Here's my plan for September 11th.
To start the ball rolling, I'm going to show them this awesome BrainPOP video that gives a detailed summary of what happened on September 11th. It provides good context for vocabulary that is introduced and answers some of the basic questions that students are sure to have. There's also a quiz you can take (as a class on the Smart Board or individually if you print it out) that I'm going to use to assess their comprehension and to address anything they're still unclear about.
After we've watched the video and taken the quiz (whole class), we'll discuss the major themes and plot points as a class. Then I'm going to read them probably one of the best books I've found on September 11th. I really like it because it shows the event from a different perspective than most.

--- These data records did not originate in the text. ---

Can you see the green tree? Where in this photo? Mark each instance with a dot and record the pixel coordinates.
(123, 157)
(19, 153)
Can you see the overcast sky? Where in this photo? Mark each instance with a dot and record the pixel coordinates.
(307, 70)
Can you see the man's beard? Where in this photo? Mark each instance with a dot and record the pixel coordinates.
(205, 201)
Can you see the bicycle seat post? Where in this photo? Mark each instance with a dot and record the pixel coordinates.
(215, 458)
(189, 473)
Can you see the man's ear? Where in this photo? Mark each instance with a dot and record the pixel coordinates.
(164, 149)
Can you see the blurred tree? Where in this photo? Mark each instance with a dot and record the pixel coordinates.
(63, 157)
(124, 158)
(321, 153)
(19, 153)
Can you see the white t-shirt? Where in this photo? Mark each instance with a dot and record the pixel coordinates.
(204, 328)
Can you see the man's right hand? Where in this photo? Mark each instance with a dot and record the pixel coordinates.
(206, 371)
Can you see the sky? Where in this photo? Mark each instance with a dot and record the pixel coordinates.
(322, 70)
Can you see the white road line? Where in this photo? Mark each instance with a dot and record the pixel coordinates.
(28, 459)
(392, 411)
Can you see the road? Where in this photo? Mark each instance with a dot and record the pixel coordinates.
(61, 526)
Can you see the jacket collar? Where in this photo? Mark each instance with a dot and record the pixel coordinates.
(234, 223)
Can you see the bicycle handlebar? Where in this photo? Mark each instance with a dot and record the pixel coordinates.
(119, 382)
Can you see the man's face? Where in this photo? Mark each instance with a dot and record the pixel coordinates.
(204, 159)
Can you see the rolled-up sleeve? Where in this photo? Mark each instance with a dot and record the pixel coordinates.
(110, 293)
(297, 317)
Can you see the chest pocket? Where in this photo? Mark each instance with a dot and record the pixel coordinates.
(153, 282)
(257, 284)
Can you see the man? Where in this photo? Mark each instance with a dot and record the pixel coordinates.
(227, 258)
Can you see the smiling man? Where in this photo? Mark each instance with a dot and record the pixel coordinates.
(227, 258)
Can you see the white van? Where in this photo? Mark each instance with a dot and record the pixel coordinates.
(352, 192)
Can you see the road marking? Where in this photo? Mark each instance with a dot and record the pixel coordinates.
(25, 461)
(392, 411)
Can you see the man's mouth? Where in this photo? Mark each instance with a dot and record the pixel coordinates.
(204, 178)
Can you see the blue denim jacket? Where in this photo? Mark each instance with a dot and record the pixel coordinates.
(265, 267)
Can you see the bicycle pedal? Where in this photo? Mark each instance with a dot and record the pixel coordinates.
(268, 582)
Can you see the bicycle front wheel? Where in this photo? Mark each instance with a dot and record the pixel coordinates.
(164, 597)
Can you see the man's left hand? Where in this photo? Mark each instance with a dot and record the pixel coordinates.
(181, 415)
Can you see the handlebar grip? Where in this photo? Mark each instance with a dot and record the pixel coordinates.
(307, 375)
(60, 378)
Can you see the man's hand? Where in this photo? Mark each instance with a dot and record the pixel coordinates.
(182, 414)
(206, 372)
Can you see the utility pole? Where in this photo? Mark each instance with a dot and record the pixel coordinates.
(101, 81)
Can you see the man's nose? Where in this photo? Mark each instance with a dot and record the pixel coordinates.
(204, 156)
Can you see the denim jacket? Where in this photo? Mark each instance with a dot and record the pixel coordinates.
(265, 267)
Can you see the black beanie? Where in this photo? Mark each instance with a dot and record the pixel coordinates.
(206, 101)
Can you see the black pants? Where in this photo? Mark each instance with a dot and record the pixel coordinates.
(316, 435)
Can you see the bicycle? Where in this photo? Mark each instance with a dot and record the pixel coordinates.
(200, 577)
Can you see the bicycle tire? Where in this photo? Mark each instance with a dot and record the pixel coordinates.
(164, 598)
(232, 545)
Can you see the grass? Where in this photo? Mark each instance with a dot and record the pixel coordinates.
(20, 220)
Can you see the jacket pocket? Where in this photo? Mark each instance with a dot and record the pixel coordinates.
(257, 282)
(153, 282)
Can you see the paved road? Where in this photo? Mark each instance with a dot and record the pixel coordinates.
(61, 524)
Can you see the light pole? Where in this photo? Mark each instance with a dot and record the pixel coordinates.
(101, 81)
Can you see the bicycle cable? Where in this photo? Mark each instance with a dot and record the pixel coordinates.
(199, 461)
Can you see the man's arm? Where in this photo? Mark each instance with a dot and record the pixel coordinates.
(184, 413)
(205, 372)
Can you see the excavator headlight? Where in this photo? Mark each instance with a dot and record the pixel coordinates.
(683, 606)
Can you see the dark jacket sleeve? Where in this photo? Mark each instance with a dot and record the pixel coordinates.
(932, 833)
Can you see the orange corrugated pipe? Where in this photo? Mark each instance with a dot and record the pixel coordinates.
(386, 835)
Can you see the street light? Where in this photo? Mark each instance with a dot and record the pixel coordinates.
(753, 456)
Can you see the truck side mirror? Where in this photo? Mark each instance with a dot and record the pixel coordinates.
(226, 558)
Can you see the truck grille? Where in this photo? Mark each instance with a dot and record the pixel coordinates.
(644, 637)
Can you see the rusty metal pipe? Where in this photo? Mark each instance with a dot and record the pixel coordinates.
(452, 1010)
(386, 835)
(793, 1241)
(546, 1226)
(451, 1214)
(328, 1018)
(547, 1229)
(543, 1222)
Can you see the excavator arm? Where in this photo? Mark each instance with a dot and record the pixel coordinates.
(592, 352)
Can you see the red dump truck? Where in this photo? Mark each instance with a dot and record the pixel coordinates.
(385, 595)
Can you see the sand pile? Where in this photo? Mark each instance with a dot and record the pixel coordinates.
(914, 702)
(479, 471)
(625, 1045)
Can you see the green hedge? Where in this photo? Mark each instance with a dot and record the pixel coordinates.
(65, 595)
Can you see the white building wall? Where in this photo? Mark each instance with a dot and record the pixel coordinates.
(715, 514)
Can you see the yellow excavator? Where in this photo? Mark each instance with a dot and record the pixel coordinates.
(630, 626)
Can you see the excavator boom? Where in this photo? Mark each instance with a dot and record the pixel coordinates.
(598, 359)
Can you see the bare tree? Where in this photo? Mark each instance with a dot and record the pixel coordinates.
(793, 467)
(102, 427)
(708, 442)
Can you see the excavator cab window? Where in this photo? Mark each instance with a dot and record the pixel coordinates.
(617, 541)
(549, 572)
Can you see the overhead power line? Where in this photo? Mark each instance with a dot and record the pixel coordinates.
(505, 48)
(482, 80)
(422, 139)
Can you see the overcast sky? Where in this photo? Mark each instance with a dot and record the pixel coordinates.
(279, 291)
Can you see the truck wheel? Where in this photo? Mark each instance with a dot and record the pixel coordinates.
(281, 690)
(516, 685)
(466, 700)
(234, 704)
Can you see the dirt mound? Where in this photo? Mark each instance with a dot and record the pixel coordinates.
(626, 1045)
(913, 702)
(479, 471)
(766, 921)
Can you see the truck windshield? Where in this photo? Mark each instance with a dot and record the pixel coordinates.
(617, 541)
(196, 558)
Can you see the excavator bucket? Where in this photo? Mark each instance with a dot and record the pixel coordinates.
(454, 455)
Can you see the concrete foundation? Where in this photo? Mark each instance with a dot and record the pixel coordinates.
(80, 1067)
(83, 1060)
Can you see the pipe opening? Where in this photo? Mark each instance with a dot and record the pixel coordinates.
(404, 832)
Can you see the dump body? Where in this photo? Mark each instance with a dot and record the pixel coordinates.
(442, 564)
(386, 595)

It's called Fireboat: The Heroic Adventures of the John J. Harvey by Maira Kalman
It tells the story of an out-of-commission fireboat (literally, a boat that is used to put out fires). The John J. Harvey is too old to serve firemen, so it is now considered worthless. A group of friends save it from becoming scrap metal and keep it as a commemorative tour boat. But when terror hits on September 11th, the fire department calls once again on the John J. Harvey to help save the day!
I'm going to use our reading of Fireboat to launch a class discussion on heroes. We're going to create a word web on the board detailing what it means to be a hero and who we consider to be heroes. I'll then give them each stationary so they can write a letter of thanks to someone they feel is a hero.
I recently stumbled onto a new site and it was like finding a pot of gold at the end of a rainbow! (Boy, that made me crave a bowl of Lucky Charms...) It's called "Every-day Edits" and it's free!
It is chalked full of themed paragraphs for the students to edit - literally one for every day, complete with answer key!!! I will give each student a copy of the paragraph and have them "put on their editor hats" to find all of the errors. Then we'll go over the errors as a class and they can make any necessary changes. I plan to use this about once a week to give them hands-on practice editing on subjects they want to read about. Click here for access to the wonderful world of Every-day Edits. You can search by month to see what themes/topics they have.
Soooo, all that to say: I found a paragraph on Every-day Edits about September 11th, so we're going to end our lesson with that. Click here for the September 11th Every-Day Edit Challenge.
So, that's my plan.
What are you going to do to teach your students about the events of September 11th?